Our findings indicate that Malawian government officials hold a realistic view of the shortcomings of the country's criminal justice system. However, government officials have keenly observed the law enforcement effort targeting the Cashgate scandal and our interviews suggest that it has had a deterrent effect on high-level corruption. Drawing on our mixed-methods evidence, we identify several factors as critical in maximising law enforcement's potential for corruption deterrence: the certainty of corruption detection and punishment; and swiftness in corruption detection and punishment; and punishment severity albeit less clearly and more ambiguous. With regard to the certainty of punishment, officials perceive that the law enforcement response to Cashgate has broken the pattern of almost complete impunity and the perceived likelihood of punishment has increased significantly. However, selective justice is viewed as a countervailing factor dampening any gains of more certain punishment. With regard to swiftness, our research reveals that swiftness in detection and punishment of corruption is a particularly strong deterrence driver.
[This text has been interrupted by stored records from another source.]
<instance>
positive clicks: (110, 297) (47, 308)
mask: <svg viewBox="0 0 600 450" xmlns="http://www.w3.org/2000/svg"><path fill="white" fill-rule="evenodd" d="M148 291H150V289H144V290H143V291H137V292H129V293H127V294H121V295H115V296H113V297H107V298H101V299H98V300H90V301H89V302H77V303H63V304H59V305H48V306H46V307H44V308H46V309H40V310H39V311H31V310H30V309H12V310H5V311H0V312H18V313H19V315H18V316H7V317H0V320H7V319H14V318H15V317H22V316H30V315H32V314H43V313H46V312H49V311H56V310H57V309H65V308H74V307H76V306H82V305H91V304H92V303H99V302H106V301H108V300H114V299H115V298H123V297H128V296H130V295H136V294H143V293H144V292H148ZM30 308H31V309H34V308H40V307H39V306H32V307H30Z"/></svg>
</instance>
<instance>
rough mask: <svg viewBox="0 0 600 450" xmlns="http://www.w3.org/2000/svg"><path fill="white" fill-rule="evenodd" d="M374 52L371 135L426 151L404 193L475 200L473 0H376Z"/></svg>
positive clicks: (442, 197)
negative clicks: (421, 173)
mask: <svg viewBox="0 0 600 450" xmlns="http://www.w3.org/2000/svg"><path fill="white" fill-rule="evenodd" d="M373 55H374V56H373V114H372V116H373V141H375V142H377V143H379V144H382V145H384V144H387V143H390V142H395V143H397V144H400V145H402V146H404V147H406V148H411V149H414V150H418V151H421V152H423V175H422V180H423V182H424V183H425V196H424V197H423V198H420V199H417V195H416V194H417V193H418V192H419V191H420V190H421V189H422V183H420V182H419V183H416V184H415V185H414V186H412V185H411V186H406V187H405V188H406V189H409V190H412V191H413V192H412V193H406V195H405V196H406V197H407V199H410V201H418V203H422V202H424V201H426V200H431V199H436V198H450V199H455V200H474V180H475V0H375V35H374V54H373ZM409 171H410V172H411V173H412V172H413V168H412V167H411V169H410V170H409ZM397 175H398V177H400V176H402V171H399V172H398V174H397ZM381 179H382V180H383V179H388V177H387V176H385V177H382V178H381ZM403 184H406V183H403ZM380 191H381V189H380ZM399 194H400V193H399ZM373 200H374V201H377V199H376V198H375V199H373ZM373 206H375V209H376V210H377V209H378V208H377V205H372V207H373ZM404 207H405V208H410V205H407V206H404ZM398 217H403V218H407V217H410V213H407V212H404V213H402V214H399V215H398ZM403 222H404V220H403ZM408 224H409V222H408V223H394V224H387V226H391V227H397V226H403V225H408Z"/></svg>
We acknowledge that our research does not substitute for a full-fledged criminological deterrence study, which is currently not feasible in Malawi, but we nonetheless view these findings as indicative of the potential for deterrence in the Malawi context. We also note that our study was conducted with a specific sample at a particular point in time, and one avenue for future research would be to replicate our study over time, both in Malawi and elsewhere, to see how variations in law enforcement efforts influence perceptions of deterrence.
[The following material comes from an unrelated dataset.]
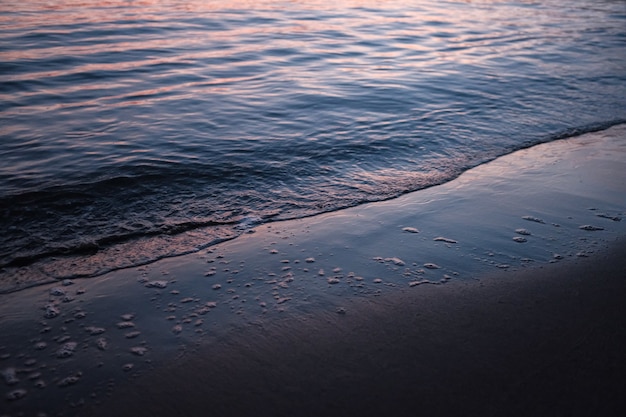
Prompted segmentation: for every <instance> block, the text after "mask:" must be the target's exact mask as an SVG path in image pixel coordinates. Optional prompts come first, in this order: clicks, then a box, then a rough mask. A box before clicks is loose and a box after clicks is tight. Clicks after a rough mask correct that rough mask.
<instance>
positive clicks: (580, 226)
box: [579, 224, 604, 232]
The case of Malawi speaks to broader debates about anti-corruption strategies and criminal justice in developing countries. It shows that even under-resourced and inconsistent law enforcement can have an impact on corruption. While concerned about the spread of corruption, government officials in Malawi in our study were positive about the potential for corruption deterrence by law enforcement even though they were keenly aware of the system's shortcomings. They also emphasised the symbolic importance of the law enforcement response to corruption in an environment where corrupt officials are generally neither shamed nor shunned by their communities and peers. We would anticipate that our findings would generalise to similar contexts, implying that even weak anti-corruption law enforcement is worth supporting, especially where corruption is culturally acceptable.
From a policy perspective, our findings highlight the importance of law enforcement efforts within a comprehensive anti-corruption strategy, in both addressing specific instances of corruption and challenging the perception that corrupt officials enjoy impunity. Without the perception of a credible threat of certain, swift and proportionate punishment, there is little hope that entrenched corruption can be curbed.